From e-commerce and laundromats to coffee, Venon Tian’s entrepreneurial journey is grounded by perseverance, adaptability, and a vision to bring Southeast Asian coffee to the world
It’s tempting to think of entrepreneurial success as some inevitable outcome of a well-planned trajectory—like dominos, carefully aligned, toppling in elegant sequence. But for Venon Tian, born and raised in Kuala Lumpur, the path to success has been anything but linear.
As a young boy, Tian was the sort of precocious, argumentative child who draws knowing nods from aunties and uncles as they predict, “Lawyer, for sure.” As it turns out, family and friends weren’t wrong about the lawyer bit. He pursued a law degree at Northumbria University in the UK, not so much out of passion but as a sort of compliance with the hierarchy of approved professions in most Asian families: doctor, lawyer, engineer.
His parents were thrilled, but it turned out that law school wasn’t the golden ticket Tian had hoped for.
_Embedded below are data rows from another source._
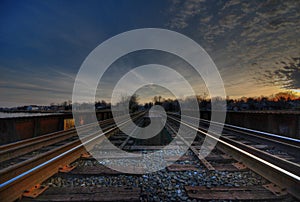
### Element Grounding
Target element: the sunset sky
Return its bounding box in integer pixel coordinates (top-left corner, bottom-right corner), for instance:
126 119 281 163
1 0 299 107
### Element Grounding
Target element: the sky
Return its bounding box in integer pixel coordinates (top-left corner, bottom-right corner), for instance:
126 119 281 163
0 0 299 107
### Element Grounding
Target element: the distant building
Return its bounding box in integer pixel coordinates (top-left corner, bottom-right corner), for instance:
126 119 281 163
27 105 39 111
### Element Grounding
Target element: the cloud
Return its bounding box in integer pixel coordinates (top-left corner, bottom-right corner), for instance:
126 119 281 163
0 65 76 106
218 13 245 29
221 0 240 10
167 0 206 29
166 0 300 98
256 57 300 90
200 15 212 23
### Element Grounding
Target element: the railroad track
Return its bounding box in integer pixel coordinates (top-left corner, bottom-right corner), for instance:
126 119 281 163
167 112 300 173
0 118 115 166
0 111 299 201
172 112 300 156
0 112 145 201
167 113 300 199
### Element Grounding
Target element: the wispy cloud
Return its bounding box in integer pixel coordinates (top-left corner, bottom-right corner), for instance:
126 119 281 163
0 65 76 106
167 0 206 29
166 0 300 97
255 57 300 90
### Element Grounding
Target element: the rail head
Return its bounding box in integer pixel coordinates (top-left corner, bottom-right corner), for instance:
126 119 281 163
167 115 300 199
0 113 145 201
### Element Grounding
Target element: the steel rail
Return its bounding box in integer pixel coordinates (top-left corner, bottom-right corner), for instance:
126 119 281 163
200 117 300 147
0 113 145 201
0 117 109 150
167 115 300 199
168 112 300 148
168 114 300 174
0 122 117 184
0 118 115 163
0 112 145 184
0 112 142 163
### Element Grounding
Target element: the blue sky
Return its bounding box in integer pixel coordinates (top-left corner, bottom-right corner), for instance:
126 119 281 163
1 0 299 106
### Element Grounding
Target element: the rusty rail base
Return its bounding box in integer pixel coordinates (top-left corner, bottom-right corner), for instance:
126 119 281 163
0 130 116 202
0 130 78 163
201 128 300 199
0 139 83 184
0 112 145 201
216 142 300 200
0 123 118 184
167 116 300 200
0 118 115 163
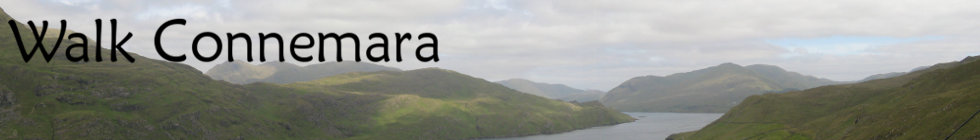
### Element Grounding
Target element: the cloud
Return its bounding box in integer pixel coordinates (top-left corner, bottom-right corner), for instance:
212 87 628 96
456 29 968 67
136 4 218 21
3 0 980 90
768 35 945 56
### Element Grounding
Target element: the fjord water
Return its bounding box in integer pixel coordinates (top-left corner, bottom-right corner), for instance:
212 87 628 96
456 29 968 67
490 112 723 140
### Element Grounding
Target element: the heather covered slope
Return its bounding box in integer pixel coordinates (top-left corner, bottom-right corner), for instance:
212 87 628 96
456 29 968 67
0 8 633 139
669 56 980 140
601 63 839 113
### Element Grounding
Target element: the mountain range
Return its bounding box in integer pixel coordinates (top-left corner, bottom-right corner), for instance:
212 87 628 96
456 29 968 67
495 78 604 102
0 8 633 139
669 56 980 139
601 63 841 113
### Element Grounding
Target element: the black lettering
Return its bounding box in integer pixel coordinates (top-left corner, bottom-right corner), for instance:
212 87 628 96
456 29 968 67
66 33 89 62
318 33 360 62
192 32 222 62
7 20 65 62
155 19 186 62
395 33 411 62
290 33 314 62
227 33 252 62
416 33 438 62
109 19 134 62
259 33 283 62
95 19 102 61
367 33 389 62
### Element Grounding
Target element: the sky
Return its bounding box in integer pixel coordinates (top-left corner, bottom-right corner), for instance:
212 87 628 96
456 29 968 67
3 0 980 91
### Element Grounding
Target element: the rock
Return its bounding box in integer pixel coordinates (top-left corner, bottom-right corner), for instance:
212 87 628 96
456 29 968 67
0 85 13 107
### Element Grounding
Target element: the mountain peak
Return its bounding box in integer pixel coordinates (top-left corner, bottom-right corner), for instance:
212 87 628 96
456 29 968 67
258 61 301 69
501 78 533 83
963 55 979 62
745 64 788 73
0 7 11 22
745 64 780 69
717 62 742 68
409 67 456 73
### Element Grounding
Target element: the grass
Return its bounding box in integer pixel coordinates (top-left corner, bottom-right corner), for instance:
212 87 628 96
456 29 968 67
671 56 980 140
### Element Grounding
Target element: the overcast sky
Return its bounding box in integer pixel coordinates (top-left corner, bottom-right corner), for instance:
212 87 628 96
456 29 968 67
3 0 980 90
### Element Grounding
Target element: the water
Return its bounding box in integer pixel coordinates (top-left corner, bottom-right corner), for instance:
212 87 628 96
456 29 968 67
488 112 723 140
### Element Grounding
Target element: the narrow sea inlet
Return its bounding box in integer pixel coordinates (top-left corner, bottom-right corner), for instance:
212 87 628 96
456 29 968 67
488 112 723 140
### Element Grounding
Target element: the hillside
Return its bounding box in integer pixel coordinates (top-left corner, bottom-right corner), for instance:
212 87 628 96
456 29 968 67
496 78 605 102
282 69 635 139
205 61 399 84
0 8 633 139
601 63 839 113
858 72 907 82
668 56 980 139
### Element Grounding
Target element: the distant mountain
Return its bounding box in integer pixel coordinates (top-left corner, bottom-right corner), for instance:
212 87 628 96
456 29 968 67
283 69 635 139
858 72 907 82
558 90 605 102
205 61 399 84
0 8 633 139
601 63 840 113
857 65 932 82
495 79 604 102
670 56 980 139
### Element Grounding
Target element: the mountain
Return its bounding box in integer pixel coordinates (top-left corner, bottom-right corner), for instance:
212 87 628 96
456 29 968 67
669 56 980 139
856 66 932 82
858 72 906 82
496 78 605 102
601 63 840 113
557 90 605 102
0 8 633 139
205 61 399 84
281 69 635 139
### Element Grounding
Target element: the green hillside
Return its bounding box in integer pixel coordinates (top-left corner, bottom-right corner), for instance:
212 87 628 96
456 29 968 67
0 8 633 139
601 63 839 113
206 61 399 84
282 69 635 139
669 56 980 139
496 78 605 102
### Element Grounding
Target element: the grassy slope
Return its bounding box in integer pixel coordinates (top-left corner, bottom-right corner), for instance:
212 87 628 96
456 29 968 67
669 56 980 140
0 7 633 139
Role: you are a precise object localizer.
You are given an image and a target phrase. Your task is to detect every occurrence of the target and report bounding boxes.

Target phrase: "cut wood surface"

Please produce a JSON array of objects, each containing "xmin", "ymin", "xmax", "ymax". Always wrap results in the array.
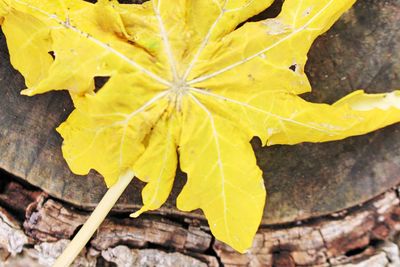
[{"xmin": 0, "ymin": 0, "xmax": 399, "ymax": 225}]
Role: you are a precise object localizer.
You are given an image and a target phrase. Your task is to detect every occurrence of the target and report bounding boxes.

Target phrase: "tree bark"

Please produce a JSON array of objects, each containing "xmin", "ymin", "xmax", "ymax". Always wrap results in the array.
[{"xmin": 2, "ymin": 178, "xmax": 400, "ymax": 266}]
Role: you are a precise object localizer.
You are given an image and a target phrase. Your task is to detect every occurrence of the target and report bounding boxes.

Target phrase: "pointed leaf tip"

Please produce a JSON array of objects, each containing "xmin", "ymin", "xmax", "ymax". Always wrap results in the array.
[{"xmin": 130, "ymin": 208, "xmax": 146, "ymax": 218}]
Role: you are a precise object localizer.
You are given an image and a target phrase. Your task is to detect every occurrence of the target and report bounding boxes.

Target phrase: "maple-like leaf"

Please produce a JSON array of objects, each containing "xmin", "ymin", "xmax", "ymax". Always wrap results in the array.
[{"xmin": 1, "ymin": 0, "xmax": 400, "ymax": 252}]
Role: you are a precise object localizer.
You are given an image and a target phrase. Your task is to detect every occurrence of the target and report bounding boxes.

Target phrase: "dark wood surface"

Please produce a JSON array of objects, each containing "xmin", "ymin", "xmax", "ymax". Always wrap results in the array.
[{"xmin": 0, "ymin": 0, "xmax": 399, "ymax": 225}]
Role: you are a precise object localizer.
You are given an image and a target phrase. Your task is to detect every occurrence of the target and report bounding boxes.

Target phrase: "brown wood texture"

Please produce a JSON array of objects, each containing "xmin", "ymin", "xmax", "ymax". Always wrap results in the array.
[
  {"xmin": 214, "ymin": 189, "xmax": 400, "ymax": 266},
  {"xmin": 2, "ymin": 178, "xmax": 400, "ymax": 266},
  {"xmin": 0, "ymin": 0, "xmax": 399, "ymax": 225}
]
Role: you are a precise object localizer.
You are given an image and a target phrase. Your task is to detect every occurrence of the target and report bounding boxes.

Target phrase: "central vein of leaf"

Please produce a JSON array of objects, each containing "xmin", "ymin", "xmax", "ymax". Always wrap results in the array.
[
  {"xmin": 167, "ymin": 80, "xmax": 191, "ymax": 110},
  {"xmin": 170, "ymin": 80, "xmax": 189, "ymax": 94}
]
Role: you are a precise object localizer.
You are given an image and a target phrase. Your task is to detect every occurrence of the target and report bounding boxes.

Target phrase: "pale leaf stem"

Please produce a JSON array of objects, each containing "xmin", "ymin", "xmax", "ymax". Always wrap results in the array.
[{"xmin": 53, "ymin": 171, "xmax": 135, "ymax": 267}]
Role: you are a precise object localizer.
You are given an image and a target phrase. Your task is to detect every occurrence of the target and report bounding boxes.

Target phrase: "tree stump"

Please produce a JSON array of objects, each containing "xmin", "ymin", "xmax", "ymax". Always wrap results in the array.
[{"xmin": 0, "ymin": 0, "xmax": 399, "ymax": 266}]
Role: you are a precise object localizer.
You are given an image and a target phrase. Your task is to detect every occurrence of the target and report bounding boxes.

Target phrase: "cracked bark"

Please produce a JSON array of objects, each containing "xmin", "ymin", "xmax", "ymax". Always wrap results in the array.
[
  {"xmin": 213, "ymin": 189, "xmax": 400, "ymax": 267},
  {"xmin": 2, "ymin": 179, "xmax": 400, "ymax": 266},
  {"xmin": 0, "ymin": 207, "xmax": 28, "ymax": 261}
]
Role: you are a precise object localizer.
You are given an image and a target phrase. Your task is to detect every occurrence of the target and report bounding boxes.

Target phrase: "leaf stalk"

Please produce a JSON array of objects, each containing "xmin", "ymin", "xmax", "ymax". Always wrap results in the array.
[{"xmin": 53, "ymin": 171, "xmax": 135, "ymax": 267}]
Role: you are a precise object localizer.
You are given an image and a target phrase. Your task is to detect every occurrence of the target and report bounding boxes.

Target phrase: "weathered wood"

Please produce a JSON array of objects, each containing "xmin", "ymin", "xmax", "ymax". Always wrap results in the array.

Though he appreciated the degree’s prestige and networking opportunities, practicing law never factored into his plans. Still, the experience—studying in the UK, working odd jobs during the 2008 financial crisis—taught him resilience.
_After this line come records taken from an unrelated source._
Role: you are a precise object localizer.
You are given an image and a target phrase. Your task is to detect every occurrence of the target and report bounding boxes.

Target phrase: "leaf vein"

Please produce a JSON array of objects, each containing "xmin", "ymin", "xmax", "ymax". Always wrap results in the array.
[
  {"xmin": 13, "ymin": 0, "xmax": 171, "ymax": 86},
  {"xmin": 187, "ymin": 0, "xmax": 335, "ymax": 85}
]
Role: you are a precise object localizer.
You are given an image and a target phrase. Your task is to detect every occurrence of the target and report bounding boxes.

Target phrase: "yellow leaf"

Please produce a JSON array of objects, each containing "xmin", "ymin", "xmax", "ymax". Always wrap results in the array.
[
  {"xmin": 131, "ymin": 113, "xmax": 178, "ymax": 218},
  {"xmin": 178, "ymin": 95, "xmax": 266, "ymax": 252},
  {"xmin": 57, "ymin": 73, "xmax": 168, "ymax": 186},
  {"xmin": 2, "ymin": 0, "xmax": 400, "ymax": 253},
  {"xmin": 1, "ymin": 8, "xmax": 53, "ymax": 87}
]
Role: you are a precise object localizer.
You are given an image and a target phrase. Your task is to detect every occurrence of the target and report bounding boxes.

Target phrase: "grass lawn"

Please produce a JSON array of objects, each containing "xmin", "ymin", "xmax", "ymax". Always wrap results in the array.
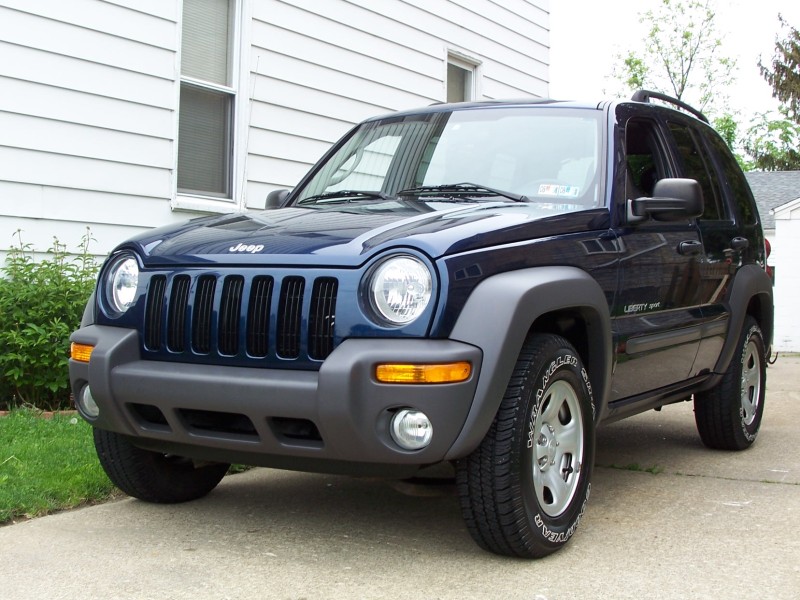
[{"xmin": 0, "ymin": 409, "xmax": 116, "ymax": 524}]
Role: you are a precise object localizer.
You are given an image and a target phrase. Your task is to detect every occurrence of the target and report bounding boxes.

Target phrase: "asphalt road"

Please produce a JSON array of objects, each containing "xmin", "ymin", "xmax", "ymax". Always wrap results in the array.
[{"xmin": 2, "ymin": 356, "xmax": 798, "ymax": 600}]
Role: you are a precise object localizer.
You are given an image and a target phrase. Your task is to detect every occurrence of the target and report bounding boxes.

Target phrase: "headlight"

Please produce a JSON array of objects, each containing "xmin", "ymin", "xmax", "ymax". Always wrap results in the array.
[
  {"xmin": 367, "ymin": 255, "xmax": 432, "ymax": 325},
  {"xmin": 105, "ymin": 254, "xmax": 139, "ymax": 315}
]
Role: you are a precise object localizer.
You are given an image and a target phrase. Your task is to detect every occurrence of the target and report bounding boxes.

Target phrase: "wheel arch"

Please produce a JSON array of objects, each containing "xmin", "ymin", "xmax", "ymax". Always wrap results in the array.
[
  {"xmin": 444, "ymin": 266, "xmax": 613, "ymax": 460},
  {"xmin": 713, "ymin": 264, "xmax": 773, "ymax": 375}
]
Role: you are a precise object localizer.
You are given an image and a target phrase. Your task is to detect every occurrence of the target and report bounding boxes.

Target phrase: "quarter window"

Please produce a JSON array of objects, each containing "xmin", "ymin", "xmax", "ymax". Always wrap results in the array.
[{"xmin": 178, "ymin": 0, "xmax": 235, "ymax": 198}]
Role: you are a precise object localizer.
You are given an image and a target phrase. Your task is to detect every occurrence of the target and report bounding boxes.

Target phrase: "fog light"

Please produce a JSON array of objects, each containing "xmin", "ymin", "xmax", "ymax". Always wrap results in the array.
[
  {"xmin": 78, "ymin": 385, "xmax": 100, "ymax": 419},
  {"xmin": 390, "ymin": 409, "xmax": 432, "ymax": 450}
]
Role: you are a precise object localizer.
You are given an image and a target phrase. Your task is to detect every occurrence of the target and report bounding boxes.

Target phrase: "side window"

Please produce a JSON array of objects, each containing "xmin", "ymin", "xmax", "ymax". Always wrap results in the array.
[
  {"xmin": 624, "ymin": 118, "xmax": 668, "ymax": 199},
  {"xmin": 667, "ymin": 122, "xmax": 725, "ymax": 220},
  {"xmin": 704, "ymin": 133, "xmax": 758, "ymax": 224}
]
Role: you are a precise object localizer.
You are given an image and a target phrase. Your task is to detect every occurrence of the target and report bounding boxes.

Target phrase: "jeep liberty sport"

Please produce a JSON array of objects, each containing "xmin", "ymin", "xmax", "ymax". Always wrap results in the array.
[{"xmin": 69, "ymin": 91, "xmax": 773, "ymax": 558}]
A world of retail and reinvention
Tian’s early career was a masterclass in adaptability. The year 2008 was not, as economists back then will tell you, a great time to graduate. Especially not in the UK, where jobs were scarce, even for locals, but Tian found work in retail, and then, later on, rising to a supervisory role in digital marketing.
But by the time he returned to Malaysia, the global crisis had cemented his interest in exploring entrepreneurial ventures closer to home. “I thought coming back to Malaysia was a good option, a good choice,” Tian says. “There’s a lot more opportunities, especially for starting up businesses.”
E-commerce was his first foray—selling items online from reject shops and flipping them on platforms like eBay UK. “It was the easiest way to make money during that time,” he recalls. Then came a coin-laundromat business, another lesson in operational management. “We had about 50 to 60 stores. I was doing everything—hands-on, running operations, managing people.”
These experiences—piecemeal, unglamorous—became the foundation for something much larger.